In other developments:

  • The U.S. military also said nearly 1,500 Iraqi soldiers and police on Wednesday completed the fourth day of a search for insurgents in Mosul, a city 225 miles northwest of Baghdad, during which they detained 36 known or suspected militants.
  • As the search for terrorist leader Abu Musab al-Zarqawi intensifies, U.S. troops raided a suspected al Qaeda hideout Tuesday, killing 10 insurgents, and CBS News correspondent David Martin reported Tuesday that investigators learned that in another raid forces were within 1,000 yards of al-Zarqawi.
  • On Tuesday, Anbar Gov. Maamoun Sami Rashid al-Alwani narrowly escaped a suicide car bomb attack on his convoy as he headed to work in Ramadi, the capital of Anbar province. The attack killed 10 Iraqi civilians and wounded five of al-Alwani's bodyguards, the U.S. military said.
  • Since the drop in U.S. deaths in March, American casualties have been rising. April was the deadliest month of the year for American forces with more than 70 deaths. A U.S. soldier was killed Tuesday in a roadside bombing south of Baghdad, the U.S. command said.

    In Baghdad on Wednesday, Iraq's parliament met for only the third time since it was elected last year. In an opening speech, parliament speaker Mahmoud al-Mashhadani, a Sunni Arab, urged the lawmakers to be "the healers" of Iraq's deep sectarian divisions.
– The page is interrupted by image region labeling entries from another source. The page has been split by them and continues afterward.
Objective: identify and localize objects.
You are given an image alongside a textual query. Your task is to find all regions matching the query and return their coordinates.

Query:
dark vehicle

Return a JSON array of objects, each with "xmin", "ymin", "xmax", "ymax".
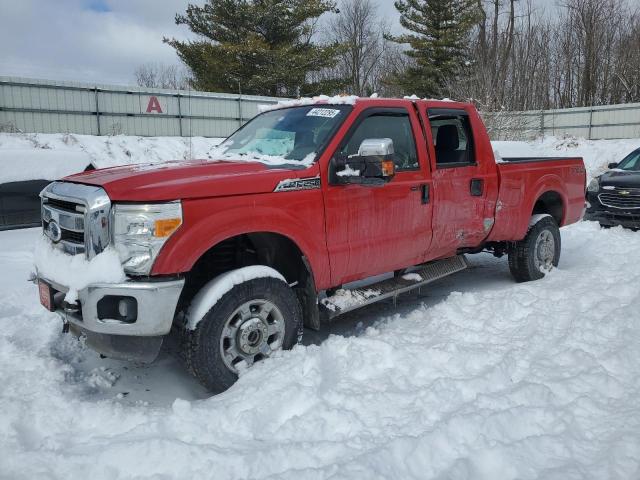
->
[
  {"xmin": 585, "ymin": 148, "xmax": 640, "ymax": 230},
  {"xmin": 0, "ymin": 180, "xmax": 51, "ymax": 230}
]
    Prime Minister-designate Nouri al-Maliki, a Shiite, is in the process of choosing a Cabinet for the new unity government from Iraq's complex mix of political parties controlled by majority Shiites and minority Sunni Arabs and Kurds.

    But violence continued in other areas of Iraq, too.

    Police found the bodies of 16 Iraqi men in Baghdad who apparently were the latest victims of a wave of sectarian violence involving death squads that kidnap civilians, torture them in captivity and dump their bodies on city streets.

    A roadside bomb exploded in an outdoor market in northern Baghdad, wounding 16 civilians, said police Maj. Raid Moussa.

    Gunmen attacked a police patrol in central Baqouba, 35 miles northeast of Baghdad, killing a police officer and wounding another, police said.

    A roadside bomb exploded near an elementary school for girls in Tikrit, 80 miles north of the capital, wounding one child, said policeman Hakim al-Azawi.

    A mortar round landed inside Camp Echo, a military camp in southern Iraq where Polish forces are based, but no casualties were reported, said Iraqi army Capt. Ali Hakim. Poland, a U.S. ally, has about 900 troops in Iraq.